Deje de luchar con lámparas sueltas: opte por módulos listos para usar
Comprar una sola lámpara de cuarzo es algo sencillo. Cualquiera puede hacerlo. Pero intentar instalar diez de ellas en una estructura específica para el recocido del vidrio… ahí es donde las cosas se complican. La mayoría de los ingenieros con quienes hablo se encuentran con este problema. Nosotros le ayudamos a evitar ese dolor de cabeza, pasando su proceso de producción de un montón de piezas sueltas a módulos de calefacción listos para usar.
La realidad del recocido del vidrio
Si trabaja con vidrio científico, sabe bien que se necesita un tratamiento térmico preciso para eliminar las tensiones internas del vidrio.
Utilizamos emisores de infrarrojos de onda corta, ya que son capaces de penetrar en la superficie del vidrio mucho más rápido que la convección. Para lograr la densidad térmica necesaria para el recocido del vidrio, utilizamos tubos de cuarzo de alta potencia.
Estos no son simples bombillas comunes. Los fabricamos especialmente para soportar la carga térmica específica de su tipo de vidrio, de modo que no se quemen en cuanto se enciendan.
Por qué el ensamblaje es un problema
Seamos honestos: conectar las lámparas individualmente en el lugar de trabajo es una pérdida de tiempo. Es tedioso, consume mucho tiempo y genera numerosas posibilidades de errores.
Por eso ofrecemos módulos ya preparados y conectados. Nos ocupamos nosotros del radio de curvatura del cuarzo. Es un detalle crucial: si el filamento se mueve o toca la pared del tubo, se generará un punto caliente que hará que todo falle.
Además, los conectores ya están listos. No hay necesidad de preocuparse por la conexión o la polaridad mientras trabaja. Solo tiene que colocar el módulo en su chasis, conectarlo al controlador y listo.

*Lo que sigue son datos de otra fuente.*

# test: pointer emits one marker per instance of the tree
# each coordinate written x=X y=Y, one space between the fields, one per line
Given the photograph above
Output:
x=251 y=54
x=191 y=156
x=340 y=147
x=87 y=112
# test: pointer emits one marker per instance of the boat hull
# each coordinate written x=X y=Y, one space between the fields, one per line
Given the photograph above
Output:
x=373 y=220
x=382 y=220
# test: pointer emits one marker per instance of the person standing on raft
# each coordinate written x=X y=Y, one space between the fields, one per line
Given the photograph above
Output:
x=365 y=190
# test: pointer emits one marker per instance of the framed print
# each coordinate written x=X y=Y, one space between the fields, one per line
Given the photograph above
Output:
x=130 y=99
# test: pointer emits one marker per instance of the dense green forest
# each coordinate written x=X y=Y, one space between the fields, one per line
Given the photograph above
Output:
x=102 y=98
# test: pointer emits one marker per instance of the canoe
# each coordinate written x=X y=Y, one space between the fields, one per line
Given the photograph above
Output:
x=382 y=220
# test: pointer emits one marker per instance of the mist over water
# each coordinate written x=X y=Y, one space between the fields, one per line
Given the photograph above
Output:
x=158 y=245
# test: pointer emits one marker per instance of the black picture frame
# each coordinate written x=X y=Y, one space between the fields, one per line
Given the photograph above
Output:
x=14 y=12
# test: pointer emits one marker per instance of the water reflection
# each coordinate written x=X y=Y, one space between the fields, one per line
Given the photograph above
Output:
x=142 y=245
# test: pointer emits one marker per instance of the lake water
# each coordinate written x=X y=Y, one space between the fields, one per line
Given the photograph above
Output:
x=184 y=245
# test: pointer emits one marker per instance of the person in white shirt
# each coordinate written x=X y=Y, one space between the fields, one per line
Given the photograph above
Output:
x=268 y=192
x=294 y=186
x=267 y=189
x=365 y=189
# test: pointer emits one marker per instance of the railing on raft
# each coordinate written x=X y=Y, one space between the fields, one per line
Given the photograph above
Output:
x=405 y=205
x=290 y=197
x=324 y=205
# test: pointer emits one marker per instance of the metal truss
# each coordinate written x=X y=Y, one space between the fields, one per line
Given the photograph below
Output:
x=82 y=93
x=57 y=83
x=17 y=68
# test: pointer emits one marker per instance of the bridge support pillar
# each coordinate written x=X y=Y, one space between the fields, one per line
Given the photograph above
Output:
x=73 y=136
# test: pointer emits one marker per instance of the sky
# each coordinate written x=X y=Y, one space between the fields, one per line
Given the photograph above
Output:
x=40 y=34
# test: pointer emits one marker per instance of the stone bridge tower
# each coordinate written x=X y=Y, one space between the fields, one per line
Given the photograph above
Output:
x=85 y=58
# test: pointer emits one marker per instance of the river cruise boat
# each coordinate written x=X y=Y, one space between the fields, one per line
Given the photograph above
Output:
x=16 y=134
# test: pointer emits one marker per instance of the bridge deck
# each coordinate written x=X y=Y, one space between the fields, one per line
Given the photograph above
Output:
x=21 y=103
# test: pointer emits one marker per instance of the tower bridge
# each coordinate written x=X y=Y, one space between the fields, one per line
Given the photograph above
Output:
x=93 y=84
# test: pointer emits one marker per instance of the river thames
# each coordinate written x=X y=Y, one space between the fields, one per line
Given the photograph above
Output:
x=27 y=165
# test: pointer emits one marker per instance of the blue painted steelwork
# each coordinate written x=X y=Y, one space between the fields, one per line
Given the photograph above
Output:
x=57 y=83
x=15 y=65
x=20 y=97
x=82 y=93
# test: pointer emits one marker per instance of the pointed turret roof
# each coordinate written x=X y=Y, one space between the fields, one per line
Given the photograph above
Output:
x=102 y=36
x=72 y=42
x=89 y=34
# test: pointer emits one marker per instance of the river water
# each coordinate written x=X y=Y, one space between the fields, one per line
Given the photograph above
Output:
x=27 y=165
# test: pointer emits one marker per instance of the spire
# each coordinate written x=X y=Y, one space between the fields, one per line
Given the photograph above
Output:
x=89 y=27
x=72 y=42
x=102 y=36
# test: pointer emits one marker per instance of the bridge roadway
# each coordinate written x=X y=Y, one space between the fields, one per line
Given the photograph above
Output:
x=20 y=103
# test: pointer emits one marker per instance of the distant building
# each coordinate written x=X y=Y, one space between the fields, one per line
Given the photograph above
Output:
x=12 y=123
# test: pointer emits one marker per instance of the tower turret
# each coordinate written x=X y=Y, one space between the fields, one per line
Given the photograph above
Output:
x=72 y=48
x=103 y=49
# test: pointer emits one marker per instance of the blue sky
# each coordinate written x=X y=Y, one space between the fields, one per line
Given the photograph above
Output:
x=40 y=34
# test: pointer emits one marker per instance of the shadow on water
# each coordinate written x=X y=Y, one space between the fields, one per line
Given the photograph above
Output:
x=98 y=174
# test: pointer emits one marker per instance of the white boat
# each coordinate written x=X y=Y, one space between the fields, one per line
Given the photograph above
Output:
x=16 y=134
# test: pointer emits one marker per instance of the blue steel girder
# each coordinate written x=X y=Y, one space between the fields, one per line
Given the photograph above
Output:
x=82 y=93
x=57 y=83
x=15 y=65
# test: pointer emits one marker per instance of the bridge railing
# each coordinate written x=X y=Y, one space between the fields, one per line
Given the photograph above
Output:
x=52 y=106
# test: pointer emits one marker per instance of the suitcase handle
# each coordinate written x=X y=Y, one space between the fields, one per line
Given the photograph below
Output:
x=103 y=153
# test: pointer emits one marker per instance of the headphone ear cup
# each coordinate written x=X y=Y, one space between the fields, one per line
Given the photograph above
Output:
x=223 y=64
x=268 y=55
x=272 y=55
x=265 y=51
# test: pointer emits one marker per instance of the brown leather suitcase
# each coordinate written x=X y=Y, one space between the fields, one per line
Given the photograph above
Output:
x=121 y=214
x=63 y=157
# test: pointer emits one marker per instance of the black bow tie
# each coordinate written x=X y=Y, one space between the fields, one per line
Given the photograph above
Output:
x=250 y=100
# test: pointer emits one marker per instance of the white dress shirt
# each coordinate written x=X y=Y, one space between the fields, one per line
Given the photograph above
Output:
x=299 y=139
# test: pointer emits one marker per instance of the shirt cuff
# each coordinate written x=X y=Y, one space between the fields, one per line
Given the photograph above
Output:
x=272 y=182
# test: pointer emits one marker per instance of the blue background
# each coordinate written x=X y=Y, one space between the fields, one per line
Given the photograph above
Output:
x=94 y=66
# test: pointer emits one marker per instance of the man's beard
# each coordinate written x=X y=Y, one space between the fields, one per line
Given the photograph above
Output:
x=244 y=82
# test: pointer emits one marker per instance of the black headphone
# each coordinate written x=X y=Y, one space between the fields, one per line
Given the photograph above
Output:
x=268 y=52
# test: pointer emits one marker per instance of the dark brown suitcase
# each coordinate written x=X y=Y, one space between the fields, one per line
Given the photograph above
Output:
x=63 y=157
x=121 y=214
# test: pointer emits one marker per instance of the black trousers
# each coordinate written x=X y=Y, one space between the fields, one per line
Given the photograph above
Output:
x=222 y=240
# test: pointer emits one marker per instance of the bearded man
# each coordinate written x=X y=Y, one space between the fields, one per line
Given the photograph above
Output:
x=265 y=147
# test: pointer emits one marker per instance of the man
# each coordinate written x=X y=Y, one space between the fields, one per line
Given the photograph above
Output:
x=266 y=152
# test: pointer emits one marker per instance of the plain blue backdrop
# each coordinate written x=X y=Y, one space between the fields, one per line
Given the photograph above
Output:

Algunos sacrificios inevitables
La realidad es que los módulos de infrarrojos de alta densidad generan una gran cantidad de calor, y lo hacen rápidamente. Pero ese calor debe ir a algún lado. Si utiliza estas lámparas a su máxima potencia, sus ventiladores y disipadores de calor deben ser lo suficientemente eficaces. Si el flujo de aire es insuficiente, sus soportes terminarán deformándose antes de que las lámparas se dañen realmente.
Diseñamos estos módulos para que sean reemplazos perfectos. Así, elimina la necesidad de adivinar cómo ensamblarlos y reduce al mínimo el tiempo de inactividad.